Je hebt in de schoolpraktijk te maken met meertalige leerlingen. In deze workshop wordt je je bewust dat hun thuistaal/talen onderdeel zijn van hun identiteit: ‘To reject a child’s language in the school is to reject the child’ (Cummins, J. 2008).
1. Wat weet jij van de thuistalen van je leerlingen? Je bezoekt een site waarop je thuistalen kunt vergelijken met het NL. Wat betekenen de verschillen voor de leerling?
2. Je gaat beseffen dat leerlingen in hun thuistaal al woordenschat (kennis) hebben opgebouwd. Die kan als hefboom fungeren om het Nederlands makkelijker te leren. Hoe pak je dat aan? Je brengt in kaart wat je (misschien) al doet.
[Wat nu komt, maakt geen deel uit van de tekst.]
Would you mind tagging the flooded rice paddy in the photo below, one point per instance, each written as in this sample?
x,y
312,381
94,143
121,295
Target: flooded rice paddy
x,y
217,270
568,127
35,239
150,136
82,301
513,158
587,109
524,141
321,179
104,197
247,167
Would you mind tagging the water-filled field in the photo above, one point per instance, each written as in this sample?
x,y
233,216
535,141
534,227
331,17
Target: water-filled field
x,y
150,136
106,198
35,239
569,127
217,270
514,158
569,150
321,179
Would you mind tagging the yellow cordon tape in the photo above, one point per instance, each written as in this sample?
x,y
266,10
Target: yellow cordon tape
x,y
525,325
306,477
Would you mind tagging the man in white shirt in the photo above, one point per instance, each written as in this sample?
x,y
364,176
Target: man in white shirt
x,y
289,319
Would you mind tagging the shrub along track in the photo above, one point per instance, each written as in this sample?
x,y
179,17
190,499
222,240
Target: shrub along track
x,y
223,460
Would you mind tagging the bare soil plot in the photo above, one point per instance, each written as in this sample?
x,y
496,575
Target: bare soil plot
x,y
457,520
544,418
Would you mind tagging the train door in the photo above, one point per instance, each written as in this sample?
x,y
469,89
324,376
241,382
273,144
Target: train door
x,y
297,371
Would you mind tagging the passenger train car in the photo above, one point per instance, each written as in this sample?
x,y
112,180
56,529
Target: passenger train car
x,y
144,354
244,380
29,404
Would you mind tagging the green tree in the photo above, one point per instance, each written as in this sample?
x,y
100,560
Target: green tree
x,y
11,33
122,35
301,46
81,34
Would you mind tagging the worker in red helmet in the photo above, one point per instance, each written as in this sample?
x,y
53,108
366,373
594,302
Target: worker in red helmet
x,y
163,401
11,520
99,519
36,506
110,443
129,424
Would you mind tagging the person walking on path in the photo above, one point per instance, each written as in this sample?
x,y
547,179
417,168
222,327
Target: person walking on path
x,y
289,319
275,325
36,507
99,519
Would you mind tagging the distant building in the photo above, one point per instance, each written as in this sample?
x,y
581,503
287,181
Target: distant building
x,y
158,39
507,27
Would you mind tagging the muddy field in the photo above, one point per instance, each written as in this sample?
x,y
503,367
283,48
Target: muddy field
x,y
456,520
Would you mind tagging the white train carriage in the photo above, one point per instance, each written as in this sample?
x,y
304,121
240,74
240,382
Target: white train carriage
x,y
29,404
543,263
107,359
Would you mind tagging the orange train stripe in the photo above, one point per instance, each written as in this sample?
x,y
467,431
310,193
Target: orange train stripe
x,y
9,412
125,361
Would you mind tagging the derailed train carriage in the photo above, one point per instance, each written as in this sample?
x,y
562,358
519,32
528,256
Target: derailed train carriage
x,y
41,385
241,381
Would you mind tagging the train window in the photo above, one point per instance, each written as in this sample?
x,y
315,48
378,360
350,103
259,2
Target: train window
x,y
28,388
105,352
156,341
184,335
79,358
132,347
Aan de hand van twee modellen worden voorbeelden uit de praktijk gegeven en bekijk je op welk niveau deze zich in het model bevinden.
3. Met andere deelnemers bedenk je (of ga je op zoek) naar ondersteunende activiteiten met behulp van de thuistaal, passend bij de gegeven modellen.
Vooraf aan elk onderdeel krijg je een stukje theorie.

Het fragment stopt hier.